The woman, who is still being treated for post traumatic stress after having been repeatedly raped by Russian soldiers in the war-torn region of Chechnya, had left her two youngest children aged one and two with friends. After their father and siblings were deported on April 10, the two children were placed with a German foster family.

The man, whose family had come to Germany via Poland, was sent back to a Polish refugee detention centre together with his eldest children, aged between seven and 12. The family had moved on from Poland because they feared anti-Russian discrimination there and because Germany guarantees psychiatric care for refugees.

In a debate on a motion in the Bavarian parliament on Wednesday critics said immigration officials had failed in their duty to keep the family together during deportation, wrote the paper. Politicians unanimously supported the motion calling for the family to be reunited in Germany.

The Ausländeramt immigration authority in Ansbach denied any wrongdoing and said it had only been carrying out a deportation order by Federal Office for Migration and Refugees (BAMF).

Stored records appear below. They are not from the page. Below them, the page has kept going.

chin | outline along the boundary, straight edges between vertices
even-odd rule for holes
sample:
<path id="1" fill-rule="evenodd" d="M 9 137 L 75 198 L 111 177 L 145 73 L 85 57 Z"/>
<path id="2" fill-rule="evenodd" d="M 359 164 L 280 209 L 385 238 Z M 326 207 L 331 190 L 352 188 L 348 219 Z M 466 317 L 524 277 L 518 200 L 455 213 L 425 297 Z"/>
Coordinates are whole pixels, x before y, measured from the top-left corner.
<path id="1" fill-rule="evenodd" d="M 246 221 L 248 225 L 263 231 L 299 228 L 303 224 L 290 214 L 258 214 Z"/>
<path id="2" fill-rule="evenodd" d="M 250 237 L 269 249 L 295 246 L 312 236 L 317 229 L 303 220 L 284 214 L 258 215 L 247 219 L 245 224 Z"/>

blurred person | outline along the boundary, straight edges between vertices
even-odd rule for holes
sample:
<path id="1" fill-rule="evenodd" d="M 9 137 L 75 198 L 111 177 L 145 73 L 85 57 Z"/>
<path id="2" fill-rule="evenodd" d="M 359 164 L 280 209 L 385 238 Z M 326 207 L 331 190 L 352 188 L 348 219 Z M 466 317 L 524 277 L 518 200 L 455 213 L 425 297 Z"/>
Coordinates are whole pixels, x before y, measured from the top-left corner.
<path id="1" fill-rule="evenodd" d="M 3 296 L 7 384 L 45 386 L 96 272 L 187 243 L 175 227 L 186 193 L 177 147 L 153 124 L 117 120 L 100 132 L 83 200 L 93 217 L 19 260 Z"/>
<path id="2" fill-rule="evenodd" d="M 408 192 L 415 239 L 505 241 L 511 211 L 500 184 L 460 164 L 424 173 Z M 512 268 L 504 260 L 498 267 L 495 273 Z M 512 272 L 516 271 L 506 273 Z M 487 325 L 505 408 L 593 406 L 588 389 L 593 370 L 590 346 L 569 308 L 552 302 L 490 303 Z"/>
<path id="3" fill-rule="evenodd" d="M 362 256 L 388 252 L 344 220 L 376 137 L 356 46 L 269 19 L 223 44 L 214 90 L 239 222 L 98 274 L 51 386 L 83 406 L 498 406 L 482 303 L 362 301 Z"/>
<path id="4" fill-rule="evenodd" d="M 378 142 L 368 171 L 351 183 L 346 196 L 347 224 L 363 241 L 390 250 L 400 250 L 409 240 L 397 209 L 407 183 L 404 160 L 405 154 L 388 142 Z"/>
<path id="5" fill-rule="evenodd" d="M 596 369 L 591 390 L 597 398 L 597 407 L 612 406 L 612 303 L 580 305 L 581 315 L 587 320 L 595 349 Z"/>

A state Interior Ministry legal expert said the authority "in no way acted improperly" in terms of the law, but critical politicians said that although nothing illegal had occurred, authorities could have chosen to act differently for humane reasons.

MPs from the opposition Social Democrats (SPD) and ruling Free Democrats (FDP) called the move "inhumane" and pointed out that there had been no rush to deport the family, as the deadline set by BAMF was June 11, the paper said.